Ethics, like religion (and the two are very nearly allied), are useful chiefly to keep the human sheep quiet for the shearers. The first moral code was invented by the first grafter. When the priesthood had the graft the code was religion. When the politician and the plutocrat supplanted the priest, civil rights and duties as laid down by law became the ethical standard. But in every case the code was for the dupes to obey and the grifters to ignore. The end of all laws and moral codes is graft. It is only in barbarian countries, where the ethics of might are not disguised as a moral code, that the grafter is unknown.

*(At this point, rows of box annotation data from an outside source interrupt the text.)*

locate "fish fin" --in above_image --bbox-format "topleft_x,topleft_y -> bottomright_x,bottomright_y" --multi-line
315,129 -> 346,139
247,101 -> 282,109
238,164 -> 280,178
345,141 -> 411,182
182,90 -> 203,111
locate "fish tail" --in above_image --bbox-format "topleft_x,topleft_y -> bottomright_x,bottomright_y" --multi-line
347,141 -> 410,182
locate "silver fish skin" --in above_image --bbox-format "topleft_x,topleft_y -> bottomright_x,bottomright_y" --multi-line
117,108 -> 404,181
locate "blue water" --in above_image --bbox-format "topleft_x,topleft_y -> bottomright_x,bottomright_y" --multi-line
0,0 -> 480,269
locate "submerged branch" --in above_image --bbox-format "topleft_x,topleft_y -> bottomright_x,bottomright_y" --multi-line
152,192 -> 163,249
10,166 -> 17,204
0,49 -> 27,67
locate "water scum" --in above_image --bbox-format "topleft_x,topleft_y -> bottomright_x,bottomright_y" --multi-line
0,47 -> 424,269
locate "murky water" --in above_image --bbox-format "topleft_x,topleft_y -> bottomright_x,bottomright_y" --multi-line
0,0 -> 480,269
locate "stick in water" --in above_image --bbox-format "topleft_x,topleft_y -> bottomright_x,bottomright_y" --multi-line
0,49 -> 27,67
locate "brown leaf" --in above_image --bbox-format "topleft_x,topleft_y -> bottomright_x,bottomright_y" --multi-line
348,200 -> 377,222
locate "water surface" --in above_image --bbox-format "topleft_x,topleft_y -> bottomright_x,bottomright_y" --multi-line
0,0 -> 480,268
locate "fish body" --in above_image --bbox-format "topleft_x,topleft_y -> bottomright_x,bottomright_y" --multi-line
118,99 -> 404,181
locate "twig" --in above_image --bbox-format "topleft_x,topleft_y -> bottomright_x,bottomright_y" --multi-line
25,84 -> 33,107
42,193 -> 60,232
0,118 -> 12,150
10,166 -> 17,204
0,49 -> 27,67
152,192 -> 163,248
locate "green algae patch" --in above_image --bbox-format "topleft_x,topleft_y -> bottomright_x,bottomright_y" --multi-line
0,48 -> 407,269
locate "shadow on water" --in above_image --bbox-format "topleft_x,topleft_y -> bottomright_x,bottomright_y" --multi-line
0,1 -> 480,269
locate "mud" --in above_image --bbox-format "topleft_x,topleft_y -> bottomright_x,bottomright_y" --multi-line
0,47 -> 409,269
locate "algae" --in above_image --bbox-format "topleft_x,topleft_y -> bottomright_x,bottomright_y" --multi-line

There is no personality so pleasing to a tyrant as the non-resistant. The czar permits even a Tolstoy to have being in his dominions, tho Tolstoy proclaims himself a disbeliever in all human authority. Kropotkin, who believes very much the same things that Tolstoy does, was fired out of those same dominions p. d. q. Kropotkin is a non-resistant. One "non" too many. That is a criminal offence. In this case the czar, who is himself a typical "man on horseback," demonstrates the relative consequences of the non-resistant as compared with the non non-resistant, in the estimation of the grafters. The parasites of social order respect the non-resistants, even mention them by name in their newspapers. If you had a fellow in a box and you were sitting comfortably on the cover, you would naturally commend him for keeping quiet. The political, financial and priestly parasites of our blessed social order have the rest of humanity in a box. They are comfortable seated on the lid. They esteem the non-resistants underneath very highly. If everybody in the box were non-resistants, or even passive resistants, all would be lovely for the sitters on the box cover. Nothing would so much disturb them as the presence in the box of a man on horseback.
It has been predicted that the man on horseback will put a final period to the American republic. This, at least, is an optimistic view. Let us hope that he will be the genuine article and not a fake rough rider with opulent eyeglasses and mastodonic dental furnishing. I do not refer to our heroic Theodore.